I am trying to understand the relationship among the following: $P(A | B)$, $P(A | \lnot B)$, and $P(A)$
A is independent of B iff: $P(A | B) = P(A)$
But, if A is independent of B, then does this necessarily imply that: $P(A | B) = P(A | \lnot B)$
And, if the A and B are not independent, does that necessarily imply that: $P(A | B) \neq P(A | \lnot B)$
If the above all does hold, does it fail to always hold as soon as we add another outcome possibility to either random variable (i.e., A or B is not dichotomous).

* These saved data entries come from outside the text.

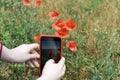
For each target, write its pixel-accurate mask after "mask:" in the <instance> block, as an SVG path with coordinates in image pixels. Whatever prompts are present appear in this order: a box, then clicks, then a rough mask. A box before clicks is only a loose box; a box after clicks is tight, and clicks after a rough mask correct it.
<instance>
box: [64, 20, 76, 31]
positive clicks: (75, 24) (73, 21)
mask: <svg viewBox="0 0 120 80" xmlns="http://www.w3.org/2000/svg"><path fill="white" fill-rule="evenodd" d="M76 26H77V24H76V22H75V21H73V20H68V21H67V22H66V28H67V29H68V30H74V29H76Z"/></svg>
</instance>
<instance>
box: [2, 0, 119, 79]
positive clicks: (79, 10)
mask: <svg viewBox="0 0 120 80" xmlns="http://www.w3.org/2000/svg"><path fill="white" fill-rule="evenodd" d="M119 2H120V1H119V0H58V1H56V0H50V1H49V0H43V2H42V5H41V6H40V7H38V8H33V7H25V6H23V4H22V0H16V1H15V0H0V40H1V41H2V42H3V43H4V44H5V45H6V46H7V47H8V48H14V47H16V46H19V45H20V44H23V43H33V42H35V41H34V39H33V37H34V36H35V35H37V34H39V33H42V34H54V30H53V29H52V27H51V26H52V24H53V23H54V22H55V21H54V20H51V18H50V17H49V16H48V13H49V12H51V11H53V10H57V11H58V12H60V19H62V20H64V21H66V20H69V19H73V20H75V21H76V22H77V29H76V30H75V31H72V32H71V33H70V38H69V39H64V40H63V46H64V48H63V56H64V57H65V58H66V66H67V69H66V73H65V75H64V77H63V78H62V80H120V14H119V13H120V4H119ZM70 40H74V41H77V42H78V43H79V45H78V51H77V52H75V53H73V52H71V51H70V50H69V49H67V48H66V47H65V43H66V42H67V41H70ZM25 69H26V65H25V64H13V63H5V62H0V80H23V79H24V70H25ZM37 72H38V69H31V68H30V72H29V73H28V75H27V79H28V80H34V79H36V77H37V74H36V73H37Z"/></svg>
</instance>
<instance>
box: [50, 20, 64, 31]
mask: <svg viewBox="0 0 120 80" xmlns="http://www.w3.org/2000/svg"><path fill="white" fill-rule="evenodd" d="M52 27H53V28H54V29H56V30H60V29H62V28H64V27H65V23H64V22H63V21H62V20H60V19H59V20H57V21H56V23H54V24H53V25H52Z"/></svg>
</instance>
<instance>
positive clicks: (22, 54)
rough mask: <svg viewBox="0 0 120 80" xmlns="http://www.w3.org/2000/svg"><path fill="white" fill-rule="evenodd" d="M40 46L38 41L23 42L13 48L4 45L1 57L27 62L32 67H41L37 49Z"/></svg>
mask: <svg viewBox="0 0 120 80" xmlns="http://www.w3.org/2000/svg"><path fill="white" fill-rule="evenodd" d="M38 48H39V44H37V43H33V44H22V45H20V46H18V47H16V48H13V49H8V48H7V47H5V46H3V48H2V53H1V58H0V59H1V60H2V61H6V62H15V63H22V62H27V63H28V64H29V65H30V66H31V67H35V66H36V67H39V63H38V61H37V59H38V58H40V55H39V54H38V53H37V52H36V50H35V49H38Z"/></svg>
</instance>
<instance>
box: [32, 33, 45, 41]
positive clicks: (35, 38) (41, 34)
mask: <svg viewBox="0 0 120 80" xmlns="http://www.w3.org/2000/svg"><path fill="white" fill-rule="evenodd" d="M42 35H43V34H39V35H37V36H34V40H36V41H38V42H40V38H41V36H42Z"/></svg>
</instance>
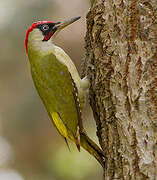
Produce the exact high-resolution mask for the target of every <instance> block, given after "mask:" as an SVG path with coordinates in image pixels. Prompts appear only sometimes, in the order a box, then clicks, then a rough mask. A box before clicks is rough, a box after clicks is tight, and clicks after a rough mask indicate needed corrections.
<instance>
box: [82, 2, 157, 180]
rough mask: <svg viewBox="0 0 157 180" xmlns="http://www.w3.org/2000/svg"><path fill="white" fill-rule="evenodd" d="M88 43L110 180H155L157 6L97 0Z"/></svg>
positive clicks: (94, 116) (103, 149) (87, 45)
mask: <svg viewBox="0 0 157 180" xmlns="http://www.w3.org/2000/svg"><path fill="white" fill-rule="evenodd" d="M85 41H86V52H87V53H86V59H87V62H86V74H88V76H89V77H90V81H91V87H90V91H89V93H90V96H89V98H90V104H91V107H92V109H93V114H94V118H95V120H96V124H97V135H98V137H99V142H100V145H101V147H102V149H103V151H104V153H105V155H106V168H105V169H104V173H105V174H104V177H105V180H114V179H125V180H127V179H131V180H135V179H140V180H144V179H151V180H155V179H156V176H157V1H156V0H95V1H94V4H93V5H92V7H91V9H90V11H89V12H88V14H87V33H86V37H85Z"/></svg>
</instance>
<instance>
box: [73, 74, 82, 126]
mask: <svg viewBox="0 0 157 180" xmlns="http://www.w3.org/2000/svg"><path fill="white" fill-rule="evenodd" d="M70 77H71V74H70ZM71 80H72V85H73V87H74V92H73V96H74V100H75V104H76V109H77V114H78V120H79V121H78V122H79V127H80V128H82V127H83V124H82V115H81V109H80V102H79V97H78V89H77V87H76V84H75V82H74V80H73V78H72V77H71Z"/></svg>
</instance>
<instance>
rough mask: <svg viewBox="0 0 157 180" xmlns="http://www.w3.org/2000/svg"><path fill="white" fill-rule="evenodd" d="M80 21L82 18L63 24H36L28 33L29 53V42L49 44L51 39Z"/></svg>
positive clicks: (57, 23)
mask: <svg viewBox="0 0 157 180" xmlns="http://www.w3.org/2000/svg"><path fill="white" fill-rule="evenodd" d="M78 19H80V17H75V18H72V19H70V20H67V21H65V22H63V23H61V22H57V23H54V22H51V21H39V22H35V23H33V24H32V26H30V27H29V28H28V30H27V32H26V39H25V48H26V53H27V46H28V41H29V40H30V41H34V42H37V43H40V42H43V43H44V42H47V41H49V40H50V39H51V37H55V36H56V34H57V33H58V32H59V31H60V30H62V29H63V28H64V27H66V26H68V25H69V24H72V23H73V22H75V21H77V20H78Z"/></svg>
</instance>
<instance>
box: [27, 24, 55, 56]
mask: <svg viewBox="0 0 157 180" xmlns="http://www.w3.org/2000/svg"><path fill="white" fill-rule="evenodd" d="M44 23H52V22H51V21H38V22H35V23H33V24H32V26H30V27H29V28H28V30H27V32H26V39H25V49H26V54H27V43H28V35H29V33H30V32H31V31H32V30H33V29H34V28H36V27H37V26H38V25H39V24H44ZM49 36H50V35H49V34H48V35H47V36H45V38H44V39H45V40H47V39H48V38H50V37H49ZM51 36H52V34H51Z"/></svg>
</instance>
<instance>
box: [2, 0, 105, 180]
mask: <svg viewBox="0 0 157 180" xmlns="http://www.w3.org/2000/svg"><path fill="white" fill-rule="evenodd" d="M88 9H89V1H88V0H28V1H26V0H0V180H85V179H86V180H87V179H90V180H96V179H100V178H101V176H102V171H101V167H100V165H99V164H98V163H97V161H96V160H95V159H94V158H93V157H91V156H90V155H89V154H88V153H87V152H85V151H84V150H83V149H81V153H79V152H78V151H77V149H76V147H75V146H74V145H73V144H71V143H70V149H71V150H70V151H69V150H68V148H67V146H66V144H65V142H64V140H63V138H62V137H61V136H60V135H59V134H58V132H57V131H56V129H55V128H54V127H53V125H52V123H51V121H50V119H49V117H48V115H47V113H46V111H45V108H44V106H43V104H42V102H41V100H40V98H39V96H38V95H37V92H36V90H35V88H34V85H33V82H32V78H31V75H30V70H29V63H28V59H27V56H26V53H25V47H24V41H25V33H26V30H27V28H28V27H29V26H30V25H31V24H32V22H34V21H39V20H52V21H54V22H55V21H57V22H58V21H63V20H66V19H68V18H71V17H75V16H81V17H82V18H81V20H79V21H77V22H75V23H74V24H72V25H71V26H69V27H68V28H66V29H64V30H63V31H62V32H60V34H59V35H58V36H57V38H56V44H57V45H58V46H61V47H62V48H63V49H64V50H65V51H66V52H67V53H68V54H69V55H70V56H71V58H72V59H73V60H74V62H75V64H76V66H77V69H78V70H79V71H80V65H81V59H82V58H83V57H84V36H85V32H86V18H85V17H86V13H87V12H88ZM88 110H89V109H88ZM86 112H88V113H86V116H85V118H84V120H85V122H84V123H85V124H86V129H87V130H88V133H89V134H90V136H91V137H92V138H93V139H95V141H97V138H96V135H95V132H96V129H95V122H94V121H93V120H92V117H91V115H90V114H91V113H90V112H89V111H86Z"/></svg>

Yes, if $A$ and $B$ are independent then $P(A|B) = P(A|\lnot B)$. To see this, write $P(A)$ by conditioning on $B$: $$P(A) = P(A|B)P(B) + P(A|\lnot B)P(\lnot B) = P(A|B)P(B) + P(A|\lnot B)(1-P(B))$$ Since $A$ is independent of $B$, it is independent of $\lnot B$ (exercise) so it follows that $P(A|\lnot B) = P(A)$ and we have $$0 = P(A|B)P(B)- P(A|\lnot B)P(B)$$ Thus $P(A|B) = P(A|\lnot B)$.

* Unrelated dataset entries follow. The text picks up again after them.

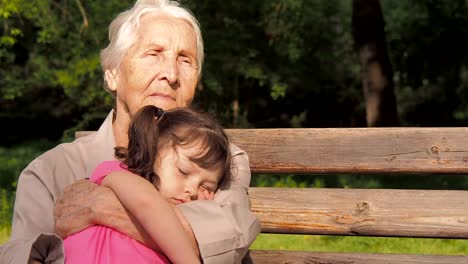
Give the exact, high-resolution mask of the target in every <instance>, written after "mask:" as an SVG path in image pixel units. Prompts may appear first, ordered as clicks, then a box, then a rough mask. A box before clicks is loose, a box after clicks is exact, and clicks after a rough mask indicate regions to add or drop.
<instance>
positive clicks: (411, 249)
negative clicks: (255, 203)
mask: <svg viewBox="0 0 468 264" xmlns="http://www.w3.org/2000/svg"><path fill="white" fill-rule="evenodd" d="M251 249H281V250H300V251H320V252H362V253H400V254H436V255H467V254H468V240H463V239H432V238H430V239H429V238H384V237H344V236H312V235H277V234H260V235H259V236H258V237H257V239H256V240H255V242H254V243H253V245H252V246H251Z"/></svg>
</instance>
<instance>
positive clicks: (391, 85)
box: [352, 0, 399, 127]
mask: <svg viewBox="0 0 468 264" xmlns="http://www.w3.org/2000/svg"><path fill="white" fill-rule="evenodd" d="M352 27H353V28H352V29H353V38H354V45H355V49H356V51H357V53H358V54H359V62H360V64H361V76H362V83H363V90H364V97H365V100H366V120H367V126H368V127H377V126H398V125H399V122H398V112H397V109H396V99H395V94H394V91H393V90H394V82H393V69H392V65H391V63H390V59H389V57H388V51H387V45H386V39H385V31H384V19H383V15H382V9H381V7H380V2H379V0H353V21H352Z"/></svg>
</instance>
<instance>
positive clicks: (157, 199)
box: [102, 171, 200, 263]
mask: <svg viewBox="0 0 468 264" xmlns="http://www.w3.org/2000/svg"><path fill="white" fill-rule="evenodd" d="M102 185H103V186H108V187H109V188H111V189H112V190H113V191H114V193H115V194H116V195H117V197H118V198H119V200H120V201H121V202H122V204H123V206H124V207H125V208H126V209H127V210H128V211H129V212H130V213H131V214H132V215H134V216H135V218H136V220H137V221H138V222H139V223H140V224H141V225H142V227H143V228H144V229H145V231H146V232H147V233H148V235H149V237H151V239H153V240H154V241H155V242H156V244H158V245H159V247H160V248H161V249H162V251H163V252H164V253H165V254H166V255H167V257H168V258H169V259H170V260H171V261H172V262H173V263H200V260H199V258H198V257H197V252H196V251H195V250H194V249H193V247H192V244H191V241H190V239H189V237H188V236H187V234H186V233H185V230H184V227H183V226H182V224H181V222H180V221H179V218H178V216H177V214H176V213H175V211H174V209H173V207H172V205H171V204H169V203H168V202H167V201H166V199H165V198H164V197H162V196H161V194H160V193H159V192H158V191H157V189H156V188H155V187H154V186H153V185H152V184H151V183H149V182H148V181H147V180H145V179H144V178H142V177H138V176H136V175H134V174H132V173H130V172H127V171H117V172H112V173H110V174H109V175H108V176H107V177H106V178H104V180H103V181H102Z"/></svg>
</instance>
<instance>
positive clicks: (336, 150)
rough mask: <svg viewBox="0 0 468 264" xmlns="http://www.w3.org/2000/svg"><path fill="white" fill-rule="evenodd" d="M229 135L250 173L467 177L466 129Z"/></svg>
mask: <svg viewBox="0 0 468 264" xmlns="http://www.w3.org/2000/svg"><path fill="white" fill-rule="evenodd" d="M227 132H228V134H229V135H230V136H231V140H232V142H234V143H235V144H236V145H238V146H239V147H240V148H242V149H243V150H245V151H246V152H247V153H248V154H249V158H250V163H251V169H252V172H254V173H385V172H387V173H419V174H420V173H468V128H346V129H343V128H318V129H314V128H304V129H228V130H227Z"/></svg>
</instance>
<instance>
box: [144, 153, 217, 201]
mask: <svg viewBox="0 0 468 264" xmlns="http://www.w3.org/2000/svg"><path fill="white" fill-rule="evenodd" d="M198 152H199V150H198V149H197V147H196V146H193V145H190V146H184V147H176V149H175V150H174V148H172V147H166V148H164V149H163V150H162V151H160V153H159V155H158V157H157V159H156V162H155V164H154V167H153V169H154V171H155V172H156V174H157V175H158V176H159V184H158V186H157V187H158V190H159V192H160V193H161V195H163V196H164V197H165V198H166V199H168V200H169V202H171V203H174V204H180V203H186V202H189V201H192V200H197V199H198V198H199V197H198V195H199V192H203V191H204V190H206V191H208V192H209V193H214V191H215V190H216V188H217V187H218V183H219V181H220V178H221V173H220V170H219V169H217V170H207V169H203V168H200V167H199V166H197V164H195V163H194V162H192V161H191V160H190V157H193V156H194V155H197V154H198Z"/></svg>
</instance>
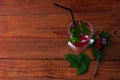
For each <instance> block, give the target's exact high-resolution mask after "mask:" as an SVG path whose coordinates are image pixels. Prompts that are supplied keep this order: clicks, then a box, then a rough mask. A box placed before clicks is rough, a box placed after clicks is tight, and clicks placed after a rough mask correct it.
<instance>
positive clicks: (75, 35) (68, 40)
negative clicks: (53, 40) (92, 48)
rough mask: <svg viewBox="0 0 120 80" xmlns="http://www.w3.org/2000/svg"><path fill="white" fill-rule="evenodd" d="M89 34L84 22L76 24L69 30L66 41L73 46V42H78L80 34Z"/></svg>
mask: <svg viewBox="0 0 120 80" xmlns="http://www.w3.org/2000/svg"><path fill="white" fill-rule="evenodd" d="M90 32H91V31H90V30H89V29H88V27H87V24H86V22H82V23H81V24H77V25H76V26H74V27H71V28H70V38H69V39H68V40H67V42H69V41H70V40H71V41H72V43H73V44H74V43H75V42H79V41H80V36H81V34H86V35H89V34H90Z"/></svg>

When $A$ and $B$ are not independent then we must have $P(A|B) \neq P(A|\lnot B)$. Notice that this is exactly the converse of the previous statement, so we can simply show that $P(A|B) = P(A|\lnot B)$ implies that $A$ and $B$ are independent. $$\frac{P(A\cap B)}{P(B)} = \frac{P(A\cap \lnot B)}{P(\lnot B)} = \frac{P(A) - P(A\cap B)}{1 - P(B)}\implies \frac{P(A\cap B)}{P(B)} - P(A\cap B) + P(A\cap B) = P(A).$$ Thus $P(A|B) = P(A)$ and $A$ and $B$ are independent.
I am not sure what you are asking about in the in last part. A random variable can take a range of values, but the probabilities in-terms of an event i.e. the event $X = x$ or the random variable $X$ takes on a certain value $x$. An event is either true or false so the above analysis still holds.